Lesson 4: More on Vectors

Continuing along the Nile, say we would like to know in how many years the level exceeded 1200. Let’s first introduce R’s sum function:

> sum(c(5,12,13))
[1] 30

Here the c function built a vector consisting of 5, 12 and 13. That vector was then fed into the sum function, returning 5+12+13 = 30.

By the way, the above is our first example of function composition, where the output of one function, c here, is fed as input into another, sum in this case.

We can now use this to answer our question on the Nile data:

> sum(Nile > 1200)
[1] 7

The river level exceeded 1200 in 7 years.

But how in the world did that work? Bear with me a bit here. Let’s look at a small example first:

> x <- c(5,12,13)
> x
[1]  5 12 13
> x > 8
[1] FALSE  TRUE  TRUE
> sum(x > 8)
[1] 2

First, notice something odd here, in the expression x > 8. Here x is a vector, 3 elements in length, but 8 is just a number. It would seem that it’s nonsense to ask whether a vector is greater than a number; they’re different animals.

But R makes them “the same kind” of animal, by extending that number 8 to a 3-element vector 8,8,8. This is called recycling. This sets up an element-by-element comparison: Then, the 5 in x is compared to the first 8, yielding FALSE i.e. 5 is NOT greater than 8. Then 12 is compared to the second 8, yielding TRUE, and then the comparison of 13 to the third 8 yields another TRUE. So, we get the vector FALSE, TRUE, TRUE.

Fine, but how will sum add up some TRUEs and FALSEs? The answer is that R, like most computer languages, treats TRUE and FALSE as 1 and 0, respectively. So we summed the vector (0,1,1), yielding 2.

Getting back to the question of the number of years in which the Nile flow exceeded 1200, let’s look at that expression again:

> sum(Nile > 1200)

Since the vector Nile has length 100, that number 1200 will be recycled into a vector of one hundred copies of 1200. The > comparison will then yield 100 TRUEs and FALSEs, so summing gives us the number of TRUEs, exactly what we want.

Your Turn: Try a few other experiments of your choice using sum. I’d suggest starting with finding the sum of the first 25 elements in Nile. You may wish to start with experiments on a small vector, say (2,1,1,6,8,5), so you will know that your answers are correct. Remember, you’ll learn best nonpassively. Code away!

A question related to how many years had a flow above 1200 is which years had that property. Well, R actually has a which function:

> which(Nile > 1200)
[1]  4  8  9 22 24 25 26

So the 4th, 8th, 9th etc. elements in Nile had the queried property. (Note that those were years 1875, 1879 and so on.)

In fact, that gives us another way to get the count of the years with that trait:

> which1200 <- which(Nile > 1200)
> which1200
[1]  4  8  9 22 24 25 26
> length(which1200)
[1] 7

Of course, as usual, my choice of the variable name which1200 was arbirary, just something to help me remember what is stored in that variable.

R’s length function does what it says, i.e. finding the length of a vector.
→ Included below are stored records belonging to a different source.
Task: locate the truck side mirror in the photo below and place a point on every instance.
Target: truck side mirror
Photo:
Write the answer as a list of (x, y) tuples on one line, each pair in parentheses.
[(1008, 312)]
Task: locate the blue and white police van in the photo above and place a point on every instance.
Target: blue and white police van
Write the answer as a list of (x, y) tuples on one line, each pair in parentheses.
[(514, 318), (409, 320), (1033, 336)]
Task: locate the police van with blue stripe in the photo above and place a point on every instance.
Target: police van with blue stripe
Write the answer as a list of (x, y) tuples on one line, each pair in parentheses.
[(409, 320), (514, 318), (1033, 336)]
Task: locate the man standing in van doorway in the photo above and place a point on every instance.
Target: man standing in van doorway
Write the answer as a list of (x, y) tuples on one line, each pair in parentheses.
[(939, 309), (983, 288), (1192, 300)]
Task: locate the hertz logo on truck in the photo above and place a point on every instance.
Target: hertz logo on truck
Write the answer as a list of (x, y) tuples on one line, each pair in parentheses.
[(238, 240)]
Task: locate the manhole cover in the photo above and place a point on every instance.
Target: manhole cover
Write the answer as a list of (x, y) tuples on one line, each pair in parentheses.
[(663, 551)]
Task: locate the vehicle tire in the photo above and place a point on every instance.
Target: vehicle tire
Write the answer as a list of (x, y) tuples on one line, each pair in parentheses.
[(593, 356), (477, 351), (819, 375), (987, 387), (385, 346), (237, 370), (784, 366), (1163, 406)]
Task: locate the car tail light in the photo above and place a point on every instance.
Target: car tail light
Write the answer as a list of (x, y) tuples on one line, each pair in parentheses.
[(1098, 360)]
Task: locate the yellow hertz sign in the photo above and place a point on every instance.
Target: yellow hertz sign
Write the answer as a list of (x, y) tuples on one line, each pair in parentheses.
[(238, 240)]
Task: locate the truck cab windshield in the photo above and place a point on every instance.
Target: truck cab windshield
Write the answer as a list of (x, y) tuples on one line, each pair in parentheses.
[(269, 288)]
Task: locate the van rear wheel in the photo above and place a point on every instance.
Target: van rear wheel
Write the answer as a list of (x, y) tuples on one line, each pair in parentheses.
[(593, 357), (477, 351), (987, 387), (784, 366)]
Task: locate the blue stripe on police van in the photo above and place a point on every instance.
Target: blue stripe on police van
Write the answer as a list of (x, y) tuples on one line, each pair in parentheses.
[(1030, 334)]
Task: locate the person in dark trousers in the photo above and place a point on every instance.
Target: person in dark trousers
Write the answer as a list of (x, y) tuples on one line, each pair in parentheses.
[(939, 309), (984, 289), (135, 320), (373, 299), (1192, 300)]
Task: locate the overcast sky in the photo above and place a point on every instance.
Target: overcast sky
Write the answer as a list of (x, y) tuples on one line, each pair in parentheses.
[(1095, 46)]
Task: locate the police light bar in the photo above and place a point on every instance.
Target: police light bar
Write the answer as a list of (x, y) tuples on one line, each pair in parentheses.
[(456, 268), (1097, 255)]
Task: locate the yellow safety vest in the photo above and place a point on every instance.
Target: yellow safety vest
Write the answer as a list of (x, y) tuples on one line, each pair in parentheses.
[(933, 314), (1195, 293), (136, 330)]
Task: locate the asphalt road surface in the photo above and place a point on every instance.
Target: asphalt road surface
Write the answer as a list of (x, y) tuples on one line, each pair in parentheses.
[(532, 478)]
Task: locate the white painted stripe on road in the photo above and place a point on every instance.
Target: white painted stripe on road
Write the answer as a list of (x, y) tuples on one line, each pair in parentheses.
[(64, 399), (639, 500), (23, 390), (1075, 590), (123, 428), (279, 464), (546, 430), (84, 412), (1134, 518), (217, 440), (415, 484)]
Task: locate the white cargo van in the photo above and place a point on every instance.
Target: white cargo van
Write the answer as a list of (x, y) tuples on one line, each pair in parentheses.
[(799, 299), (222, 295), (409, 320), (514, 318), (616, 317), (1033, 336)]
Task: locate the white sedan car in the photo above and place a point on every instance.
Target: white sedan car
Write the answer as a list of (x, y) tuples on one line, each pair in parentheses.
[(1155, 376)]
In our context, that gives us the count of years with flow above 1200.

And, what were the river flows in those 7 years?

> which1200 <- which(Nile > 1200)
> Nile[which1200]
[1] 1210 1230 1370 1210 1250 1260 1220

Finally, something a little fancier. We can combine steps above:

> Nile[Nile > 1200]
[1] 1210 1230 1370 1210 1250 1260 1220

We just “eliminated the middle man,” which1200. The R interpreter saw our Nile > 1200, and thus generated the corresponding TRUEs and FALSEs. The R interpreter then treated those TRUEs and FALSEs as subscripts in Nile, thus extracting the desired data.

Now, we might add here, “Don’t try this at home, kids.” For beginners, it’s really easier and more comfortable to break things into steps. Once, you become experienced at R, you may wish to start skipping steps.

Less bold is the notion of negative indices, e.g.

> x <- c(5,12,13,8)
> x[-1]  
[1] 12 13  8

Your Turn: Here we are asking for all of x except for x[1]. Can you guess what x[c(-1,-4)] evaluates to? Guess first, then try it out.

Recap: What have we learned in this lesson?

Here you’ve refined your skillset for R vectors, learning R’s recycling feature, and two tricks that R users employ for finding counts of things.

Once again, as you progress through this tutorial, you’ll see that these things are used a lot in R.